Manchester United defender Bailly twice clashed heads during the opening 45 minutes of the game. The first collision was with Chelsea’s Kurt Zouma and the second with teammate Harry Maguire just three and a half minutes later, which led to a lengthy period of treatment on the pitch. The player needed to be helped off the pitch where he received further treatment on the touchline before being stretchered off and taken to hospital.
Peter McCabe, Headway’s Chief Executive, said: “Like others watching the game live, the apparent seriousness of Eric Bailly’s head injury immediately made me think of Ryan Mason who suffered a fractured skull while playing for Hull City against Chelsea in 2017. That case highlighted just how serious head injuries in sport can be. Thankfully, Eric received exemplary care and I’m pleased to hear he has now been released from hospital.

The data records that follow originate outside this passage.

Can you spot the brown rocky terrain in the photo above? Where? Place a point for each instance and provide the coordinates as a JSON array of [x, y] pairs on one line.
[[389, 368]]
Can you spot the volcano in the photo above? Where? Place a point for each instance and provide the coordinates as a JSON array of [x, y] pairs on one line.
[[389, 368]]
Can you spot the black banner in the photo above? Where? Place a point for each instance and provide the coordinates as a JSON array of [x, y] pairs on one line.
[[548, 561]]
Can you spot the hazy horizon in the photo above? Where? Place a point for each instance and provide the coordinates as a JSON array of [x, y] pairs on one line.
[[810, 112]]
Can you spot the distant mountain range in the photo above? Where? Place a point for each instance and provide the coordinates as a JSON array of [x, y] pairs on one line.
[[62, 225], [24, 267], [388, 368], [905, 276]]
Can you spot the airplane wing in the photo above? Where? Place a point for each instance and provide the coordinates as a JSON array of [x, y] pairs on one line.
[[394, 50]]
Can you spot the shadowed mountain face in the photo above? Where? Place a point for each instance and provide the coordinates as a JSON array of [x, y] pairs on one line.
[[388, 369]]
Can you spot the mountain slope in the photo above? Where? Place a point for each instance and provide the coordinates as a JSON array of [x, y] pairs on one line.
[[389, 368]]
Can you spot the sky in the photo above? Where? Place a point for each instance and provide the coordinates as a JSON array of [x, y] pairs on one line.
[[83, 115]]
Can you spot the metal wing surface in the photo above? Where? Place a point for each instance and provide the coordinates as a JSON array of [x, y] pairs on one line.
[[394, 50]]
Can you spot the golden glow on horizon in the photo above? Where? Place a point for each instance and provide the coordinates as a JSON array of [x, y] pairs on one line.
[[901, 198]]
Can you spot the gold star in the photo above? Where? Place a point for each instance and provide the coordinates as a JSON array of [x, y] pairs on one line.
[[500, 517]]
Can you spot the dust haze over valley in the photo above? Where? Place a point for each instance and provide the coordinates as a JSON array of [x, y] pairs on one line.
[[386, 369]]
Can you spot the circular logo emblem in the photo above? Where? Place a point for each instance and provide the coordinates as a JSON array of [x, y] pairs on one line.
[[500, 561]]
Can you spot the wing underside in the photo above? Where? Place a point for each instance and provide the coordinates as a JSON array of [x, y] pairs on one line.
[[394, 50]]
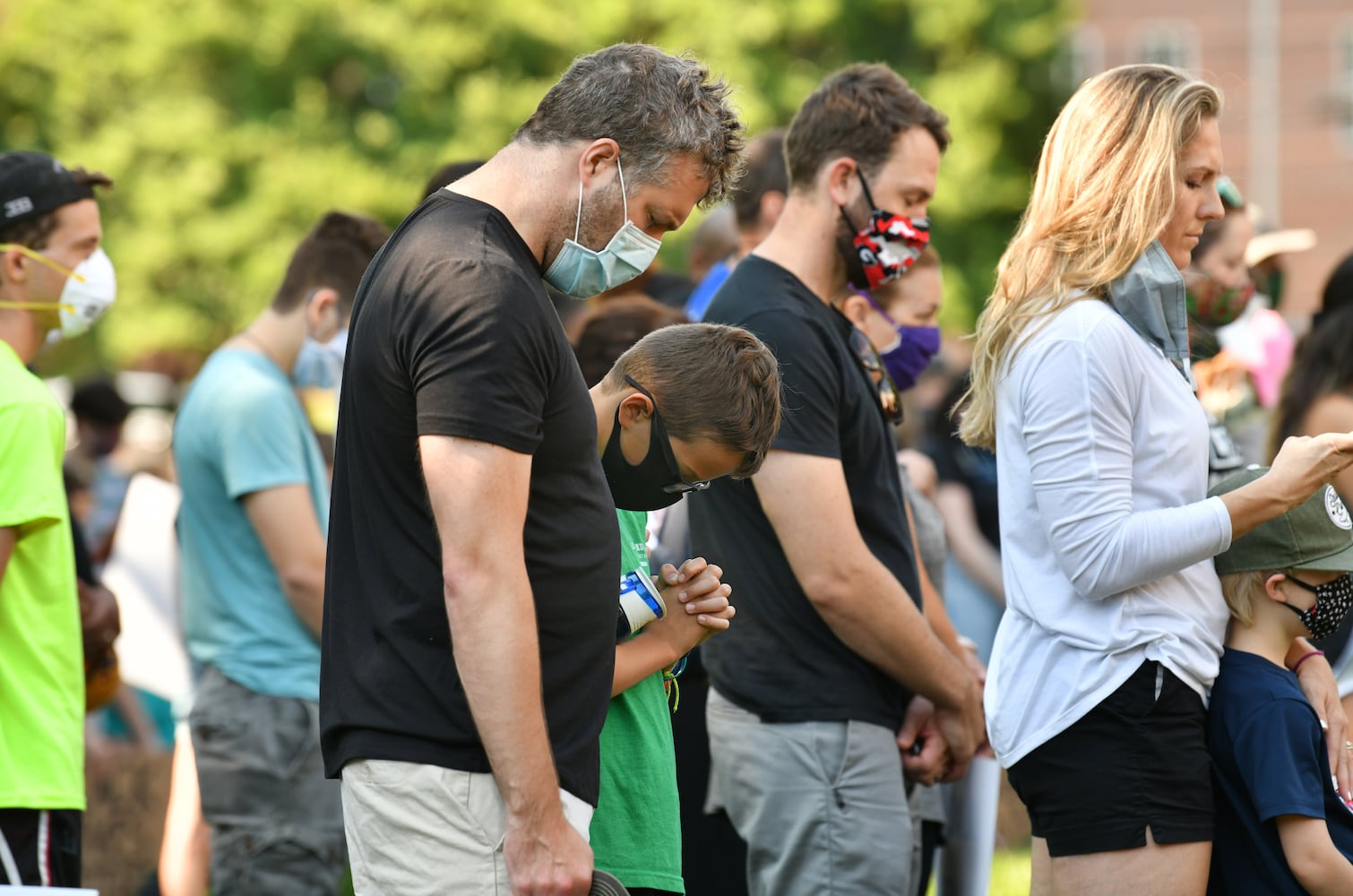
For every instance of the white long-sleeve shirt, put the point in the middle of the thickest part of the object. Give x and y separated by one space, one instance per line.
1107 533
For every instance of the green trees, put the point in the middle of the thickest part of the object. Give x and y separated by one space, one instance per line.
231 125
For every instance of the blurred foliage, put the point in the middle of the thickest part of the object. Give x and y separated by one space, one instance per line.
231 125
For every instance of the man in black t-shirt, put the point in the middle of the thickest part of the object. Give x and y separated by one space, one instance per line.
470 609
832 665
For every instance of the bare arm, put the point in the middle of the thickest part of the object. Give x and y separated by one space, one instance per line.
1303 464
966 541
478 495
286 522
1333 414
808 504
1313 857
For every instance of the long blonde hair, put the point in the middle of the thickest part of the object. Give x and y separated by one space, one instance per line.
1104 190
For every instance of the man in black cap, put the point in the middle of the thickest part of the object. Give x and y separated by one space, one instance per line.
53 278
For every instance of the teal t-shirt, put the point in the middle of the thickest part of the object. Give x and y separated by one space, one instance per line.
241 429
636 829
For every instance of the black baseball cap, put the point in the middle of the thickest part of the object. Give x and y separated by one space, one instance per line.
32 185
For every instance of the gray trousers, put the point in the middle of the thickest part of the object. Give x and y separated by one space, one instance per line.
276 822
822 805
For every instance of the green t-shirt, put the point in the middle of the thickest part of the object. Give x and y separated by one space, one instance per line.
41 649
636 830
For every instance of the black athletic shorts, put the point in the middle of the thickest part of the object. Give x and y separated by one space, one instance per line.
1134 761
45 846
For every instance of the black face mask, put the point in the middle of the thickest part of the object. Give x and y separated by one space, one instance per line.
1331 601
654 482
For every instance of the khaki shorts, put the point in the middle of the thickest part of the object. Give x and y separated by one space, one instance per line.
421 830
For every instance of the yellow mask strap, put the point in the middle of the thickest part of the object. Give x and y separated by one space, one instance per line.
41 259
39 306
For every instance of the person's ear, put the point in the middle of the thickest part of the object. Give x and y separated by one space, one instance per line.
841 183
1272 590
323 315
13 267
857 309
634 408
597 159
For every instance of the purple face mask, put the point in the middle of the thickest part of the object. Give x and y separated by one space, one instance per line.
908 357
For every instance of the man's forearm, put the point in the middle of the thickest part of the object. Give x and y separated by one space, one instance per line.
639 658
496 657
306 597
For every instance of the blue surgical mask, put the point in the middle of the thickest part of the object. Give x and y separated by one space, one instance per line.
320 365
585 272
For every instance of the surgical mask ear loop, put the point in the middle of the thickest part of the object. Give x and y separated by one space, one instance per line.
578 220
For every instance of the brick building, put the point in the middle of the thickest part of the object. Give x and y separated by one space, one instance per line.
1286 71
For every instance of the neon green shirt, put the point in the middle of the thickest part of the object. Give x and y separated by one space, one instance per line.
41 649
636 830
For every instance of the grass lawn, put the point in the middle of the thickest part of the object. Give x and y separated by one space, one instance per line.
1010 874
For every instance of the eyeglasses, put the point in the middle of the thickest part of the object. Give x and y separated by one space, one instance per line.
1230 194
889 400
659 432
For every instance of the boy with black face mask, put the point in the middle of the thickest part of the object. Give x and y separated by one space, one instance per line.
1281 826
685 405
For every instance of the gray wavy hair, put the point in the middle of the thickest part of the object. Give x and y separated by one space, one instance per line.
654 105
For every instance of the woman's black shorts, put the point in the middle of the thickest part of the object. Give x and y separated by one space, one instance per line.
1137 760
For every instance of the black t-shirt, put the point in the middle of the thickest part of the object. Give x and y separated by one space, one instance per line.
780 659
453 334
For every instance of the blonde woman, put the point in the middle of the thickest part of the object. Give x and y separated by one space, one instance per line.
1082 386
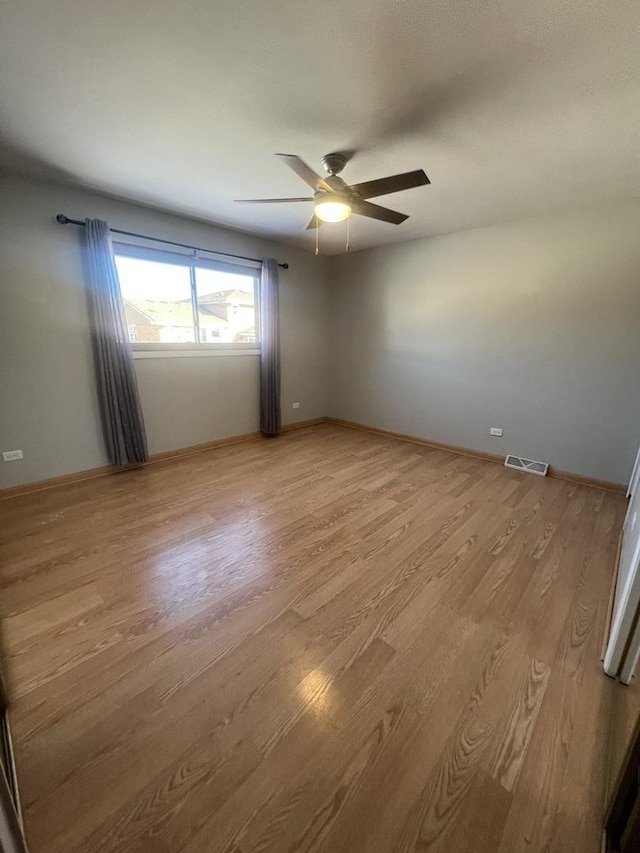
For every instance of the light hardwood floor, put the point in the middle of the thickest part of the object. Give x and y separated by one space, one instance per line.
328 642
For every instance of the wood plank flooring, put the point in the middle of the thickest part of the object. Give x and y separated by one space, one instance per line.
329 642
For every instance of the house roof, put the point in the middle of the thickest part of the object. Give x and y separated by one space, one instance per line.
160 313
226 297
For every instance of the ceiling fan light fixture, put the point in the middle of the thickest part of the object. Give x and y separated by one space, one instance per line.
332 208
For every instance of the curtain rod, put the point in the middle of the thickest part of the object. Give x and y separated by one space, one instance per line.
64 220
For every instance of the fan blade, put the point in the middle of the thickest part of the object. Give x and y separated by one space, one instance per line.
314 222
305 172
374 211
392 184
270 200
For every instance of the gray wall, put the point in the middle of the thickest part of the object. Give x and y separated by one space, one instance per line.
531 326
48 406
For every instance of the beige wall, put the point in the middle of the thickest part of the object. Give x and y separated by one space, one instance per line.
530 326
48 405
533 326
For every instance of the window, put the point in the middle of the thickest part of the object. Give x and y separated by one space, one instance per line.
178 299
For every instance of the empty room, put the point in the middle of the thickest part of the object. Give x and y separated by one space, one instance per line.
320 426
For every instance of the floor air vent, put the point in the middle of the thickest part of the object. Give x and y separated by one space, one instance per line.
530 465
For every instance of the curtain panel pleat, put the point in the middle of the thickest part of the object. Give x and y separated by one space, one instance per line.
270 421
122 419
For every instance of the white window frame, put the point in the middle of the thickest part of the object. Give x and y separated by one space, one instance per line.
192 259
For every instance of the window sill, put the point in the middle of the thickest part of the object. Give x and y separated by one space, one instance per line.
194 353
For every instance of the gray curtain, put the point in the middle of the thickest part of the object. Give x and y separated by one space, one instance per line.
122 419
270 349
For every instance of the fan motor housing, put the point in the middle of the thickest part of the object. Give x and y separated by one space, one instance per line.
334 163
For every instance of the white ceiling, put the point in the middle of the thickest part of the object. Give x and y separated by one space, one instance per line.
513 107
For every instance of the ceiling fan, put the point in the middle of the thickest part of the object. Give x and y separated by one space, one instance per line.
334 200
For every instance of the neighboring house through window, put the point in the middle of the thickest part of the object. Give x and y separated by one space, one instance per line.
179 299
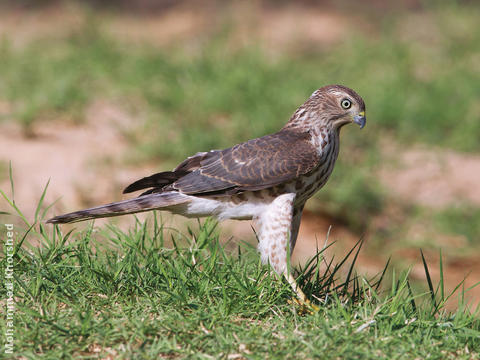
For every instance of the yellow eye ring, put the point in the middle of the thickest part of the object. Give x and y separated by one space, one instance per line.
346 104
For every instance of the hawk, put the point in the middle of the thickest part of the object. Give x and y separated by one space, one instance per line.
267 179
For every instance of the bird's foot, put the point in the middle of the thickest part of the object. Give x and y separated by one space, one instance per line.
305 306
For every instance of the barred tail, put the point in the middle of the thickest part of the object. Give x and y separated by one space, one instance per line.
139 204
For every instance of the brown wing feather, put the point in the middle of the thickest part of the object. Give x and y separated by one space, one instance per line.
254 165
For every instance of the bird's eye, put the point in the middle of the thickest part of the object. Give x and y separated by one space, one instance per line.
346 104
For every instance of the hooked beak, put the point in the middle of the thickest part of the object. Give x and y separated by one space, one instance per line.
360 119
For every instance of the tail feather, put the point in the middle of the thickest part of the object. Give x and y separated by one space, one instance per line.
139 204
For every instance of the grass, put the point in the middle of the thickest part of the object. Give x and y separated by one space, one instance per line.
417 91
105 293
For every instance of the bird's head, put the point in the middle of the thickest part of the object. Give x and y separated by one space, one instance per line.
331 106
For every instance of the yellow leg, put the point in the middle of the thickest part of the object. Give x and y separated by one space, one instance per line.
305 304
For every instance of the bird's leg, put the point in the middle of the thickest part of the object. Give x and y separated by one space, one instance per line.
294 228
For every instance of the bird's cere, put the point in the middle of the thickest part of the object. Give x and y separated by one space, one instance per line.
360 119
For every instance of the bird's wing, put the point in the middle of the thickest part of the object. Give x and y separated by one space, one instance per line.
254 165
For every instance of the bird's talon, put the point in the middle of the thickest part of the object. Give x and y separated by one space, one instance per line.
305 306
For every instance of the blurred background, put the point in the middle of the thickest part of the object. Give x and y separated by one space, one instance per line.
95 94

“One of the risks associated with concussion is receiving a second blow to the head before the brain has had time to recover as this can exacerbate the seriousness of the injury.
“There is no way to determine whether or not Eric’s first collision had any bearing on the second head injury.
“However, concussion is notoriously difficult to diagnose and can be delayed in its presentation. If concussion substitutes were an option, the player could have been assessed in an appropriate environment off the pitch for an extended period of time, thus reducing the risk of a second, more serious head injury.
“For some time, we have been campaigning for the introduction of concussion substitutes. FIFA introduced the new rule to allow for five substitutes to be used as the football programme was restarted post-lockdown very quickly. It is therefore hard to understand why a similar change cannot be made regarding concussion substitutes without delay in order to safeguard players’ health.”